Role Summary
Pfizer's committed to applying computational science to drug discovery and development. The role focuses on designing and delivering robust High Performance Computing (HPC) solutions in a cloud environment, driving architecture, automation, migration, and operational excellence to modernize the scientific computing platform.
Responsibilities
- Platform Architecture and Engineering: design, implement, operate, and own infrastructure for HPC and ML/AI workloads in cloud environments (AWS/GCP); lead containerization, deployment, and operation of HPC platforms (Slurm, Open On Demand, Prometheus/Grafana, batch and distributed computing) across clouds; translate stakeholder input into robust, scalable computing platforms; collaborate with HPC staff to convert manual processes into reproducible IaC workflows.

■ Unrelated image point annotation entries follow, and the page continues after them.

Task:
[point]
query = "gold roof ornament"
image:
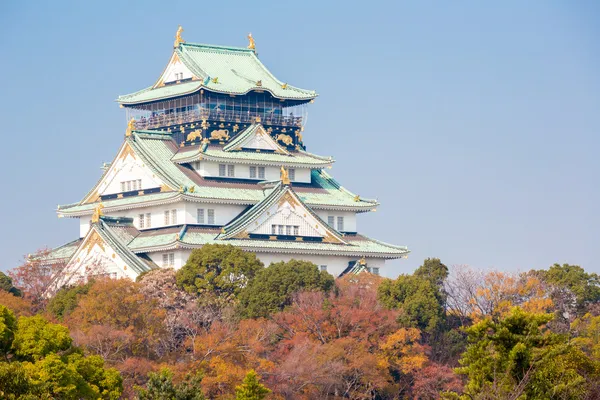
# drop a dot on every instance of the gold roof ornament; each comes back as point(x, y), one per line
point(285, 178)
point(251, 43)
point(178, 38)
point(97, 213)
point(130, 127)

- Automation and DevOps: develop and maintain infrastructure automation using IaC tools (Terraform, CloudFormation); create reusable modules and enforce standards; operationalize containerized solutions with Docker and Kubernetes; manage full lifecycle of production computing platforms from provisioning to teardown; perform troubleshooting and benchmarking to maintain performance.
- Monitoring and Reliability: develop and maintain monitoring, logging, and alerting; design dashboards and workflows to improve observability and cost monitoring; document architecture and procedures; support delivery of scientific computing services including user support, Linux administration, operations, job scheduling, application management, and resource optimization.
Qualifications
- Required: B.S. in computer science, life science, data science, or a related field; 6+ years of cloud infrastructure engineering with proven IaC deployments; experience managing scientific computing workloads in an enterprise environment; advanced experience with AWS or GCP and knowledge of core compute and storage services relevant to HPC; solid understanding of cloud networking, identity, and security controls.
- Preferred: Experience with HPC deployment utilities (AWS ParallelCluster, AWS Parallel Computing Services, Google Cloud Cluster Toolkit); proficiency with distributed computing environments (EKS/GKE/Kubernetes); familiarity with HPC environments, job schedulers (Slurm), HPC application containers (Docker, Singularity, Apptainer), and NVIDIA GPU computing.
Skills
- Cloud computing (AWS, GCP)
- Infrastructure as Code (Terraform, CloudFormation)
- Containerization and orchestration (Docker, Kubernetes)
- HPC platforms and job scheduling (Slurm)
- Monitoring and observability (Prometheus, Grafana, CloudWatch)
- Linux administration and automation
- Security and network fundamentals in cloud environments
Additional Requirements
- Occasional international travel for team meetings and conferences.
- Hybrid work location: must be able to work from a Pfizer office 2–3 days per week, or as needed by the business.